Shaw earned her undergraduate degree in early childhood development and her master’s degree in special education, both at WKU. She said working in special education can be difficult when “you feel like you’ve hit a wall,” but the seemingly small victories made by the kids make it worthwhile. 

“It’s cool to see other WKU alumni doing good things,” Allison Millet, a WKU alumna and the mother of one of Shaw’s students, said. 

When Shaw was still student teaching in her undergraduate years, she was able to see one of her students take his first steps. She said that is one of her favorite victories of working in special education.

Shaw is a teacher on weekdays, but much of her free time is spent creating things.
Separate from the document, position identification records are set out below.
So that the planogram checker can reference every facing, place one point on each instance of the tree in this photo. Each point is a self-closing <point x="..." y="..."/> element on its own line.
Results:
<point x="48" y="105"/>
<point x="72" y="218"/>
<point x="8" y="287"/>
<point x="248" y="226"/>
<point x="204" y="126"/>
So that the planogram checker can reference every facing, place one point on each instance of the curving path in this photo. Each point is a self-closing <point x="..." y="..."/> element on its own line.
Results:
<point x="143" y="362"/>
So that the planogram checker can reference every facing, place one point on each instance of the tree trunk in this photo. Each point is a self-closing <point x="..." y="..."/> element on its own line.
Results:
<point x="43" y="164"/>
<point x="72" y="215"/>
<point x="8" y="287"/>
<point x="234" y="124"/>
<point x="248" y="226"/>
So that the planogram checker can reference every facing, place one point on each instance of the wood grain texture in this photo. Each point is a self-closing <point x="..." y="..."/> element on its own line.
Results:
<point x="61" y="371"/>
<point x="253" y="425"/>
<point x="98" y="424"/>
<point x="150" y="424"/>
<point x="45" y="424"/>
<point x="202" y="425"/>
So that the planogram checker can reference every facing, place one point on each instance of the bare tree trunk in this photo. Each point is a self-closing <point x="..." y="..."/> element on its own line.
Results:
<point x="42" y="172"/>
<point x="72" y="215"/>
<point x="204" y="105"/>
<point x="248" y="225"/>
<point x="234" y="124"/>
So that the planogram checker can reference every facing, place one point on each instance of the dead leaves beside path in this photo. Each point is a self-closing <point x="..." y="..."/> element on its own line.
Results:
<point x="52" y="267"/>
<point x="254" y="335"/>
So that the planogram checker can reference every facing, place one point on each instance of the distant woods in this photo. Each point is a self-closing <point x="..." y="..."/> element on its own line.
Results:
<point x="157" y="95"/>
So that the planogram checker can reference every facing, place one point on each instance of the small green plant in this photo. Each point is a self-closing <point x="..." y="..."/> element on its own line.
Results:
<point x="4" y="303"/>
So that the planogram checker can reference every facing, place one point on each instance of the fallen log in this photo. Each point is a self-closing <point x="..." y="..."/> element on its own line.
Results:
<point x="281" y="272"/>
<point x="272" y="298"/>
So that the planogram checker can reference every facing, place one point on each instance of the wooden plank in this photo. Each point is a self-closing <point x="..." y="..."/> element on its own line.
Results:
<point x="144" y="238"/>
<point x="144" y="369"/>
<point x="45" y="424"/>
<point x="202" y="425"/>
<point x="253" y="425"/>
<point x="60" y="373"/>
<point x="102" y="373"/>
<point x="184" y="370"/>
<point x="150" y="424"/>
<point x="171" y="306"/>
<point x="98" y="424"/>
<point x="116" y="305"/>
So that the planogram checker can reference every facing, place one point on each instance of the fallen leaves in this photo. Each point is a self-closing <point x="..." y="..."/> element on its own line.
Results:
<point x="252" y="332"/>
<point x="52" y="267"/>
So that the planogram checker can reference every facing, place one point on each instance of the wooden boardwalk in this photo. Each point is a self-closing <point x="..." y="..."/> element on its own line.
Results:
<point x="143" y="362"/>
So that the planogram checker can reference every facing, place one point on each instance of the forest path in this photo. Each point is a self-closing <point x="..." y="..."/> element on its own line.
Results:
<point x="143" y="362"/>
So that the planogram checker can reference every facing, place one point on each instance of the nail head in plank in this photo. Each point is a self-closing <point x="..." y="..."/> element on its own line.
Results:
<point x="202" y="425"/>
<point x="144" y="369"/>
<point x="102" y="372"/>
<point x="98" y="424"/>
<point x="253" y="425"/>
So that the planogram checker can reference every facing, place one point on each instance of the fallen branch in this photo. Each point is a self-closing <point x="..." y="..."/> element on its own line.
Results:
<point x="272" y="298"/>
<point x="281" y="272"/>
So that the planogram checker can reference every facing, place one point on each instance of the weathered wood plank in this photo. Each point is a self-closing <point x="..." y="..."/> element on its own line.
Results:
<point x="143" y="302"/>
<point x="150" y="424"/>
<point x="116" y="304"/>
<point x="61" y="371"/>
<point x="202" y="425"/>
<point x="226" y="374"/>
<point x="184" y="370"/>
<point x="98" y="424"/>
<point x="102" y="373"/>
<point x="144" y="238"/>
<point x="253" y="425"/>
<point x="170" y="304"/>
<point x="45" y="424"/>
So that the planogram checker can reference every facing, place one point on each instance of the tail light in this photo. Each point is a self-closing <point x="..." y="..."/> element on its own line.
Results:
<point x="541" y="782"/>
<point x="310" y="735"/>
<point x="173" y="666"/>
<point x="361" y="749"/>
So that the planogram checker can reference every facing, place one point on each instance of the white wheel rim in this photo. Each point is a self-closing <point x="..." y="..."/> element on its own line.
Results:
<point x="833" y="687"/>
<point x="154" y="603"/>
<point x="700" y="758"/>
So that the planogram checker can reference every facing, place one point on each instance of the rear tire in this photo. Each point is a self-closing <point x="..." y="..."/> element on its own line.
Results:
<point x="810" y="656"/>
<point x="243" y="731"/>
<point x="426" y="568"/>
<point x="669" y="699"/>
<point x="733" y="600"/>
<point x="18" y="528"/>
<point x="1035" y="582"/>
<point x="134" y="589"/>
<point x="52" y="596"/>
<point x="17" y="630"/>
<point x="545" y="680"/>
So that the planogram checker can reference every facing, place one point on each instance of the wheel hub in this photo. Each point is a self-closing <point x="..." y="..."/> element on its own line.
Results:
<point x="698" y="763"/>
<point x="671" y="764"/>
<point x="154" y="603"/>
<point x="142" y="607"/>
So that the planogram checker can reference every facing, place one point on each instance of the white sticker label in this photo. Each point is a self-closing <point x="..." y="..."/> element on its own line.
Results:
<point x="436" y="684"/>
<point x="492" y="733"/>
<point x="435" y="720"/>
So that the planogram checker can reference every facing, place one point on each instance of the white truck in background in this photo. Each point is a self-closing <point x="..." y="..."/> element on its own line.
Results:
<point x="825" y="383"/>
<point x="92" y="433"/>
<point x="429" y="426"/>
She has her own art website as well as a Facebook page and Instagram account.

Her sister dropped off some prints of her latest illustrations as she sipped coffee and talked. One illustration was an iPad drawing of a family with a quote written underneath.

“It’s a new thing,” Shaw said of the popularity of drawn family portraits and houses.

One of McDole’s favorite creations of Shaw’s, besides the wedding cake Shaw and her mom made and painted for McDole, is the iPad drawing she did of the house they shared in college. They called it “The Giggle Box,” a house with a blue exterior, yellow front door and uninsulated floor. 

Shaw recently created a family portrait for one of the families with which she closely works. The picture of the Millet family is featured on her Instagram and her website.

Millet, whose younger son is on the autism spectrum and is nonverbal, said she’d be happy “talking about one of [her] most favorite people.”

“She’s done far more than therapy for him,” Millet said of Shaw’s work with her son. She was looking at some of Shaw’s sketches that sat on her bookshelf. “They’ve got a special bond.”

Millet’s son influenced and inspired parts of Shaw’s children’s book, which is going to be published and released at the end of this month. 

“It’s been kind of natural,” Shaw said of illustrating the book, which is about a turtle who has autism. Millet’s son’s favorite animal is a turtle. “That’s just how my mind works.”

Shaw said the book, titled “Tully and Me,” never says the turtle has autism, but the turtle has behaviors and qualities that reflect the spectrum. The book, she said, is very much about how “we’re more alike than we are different.”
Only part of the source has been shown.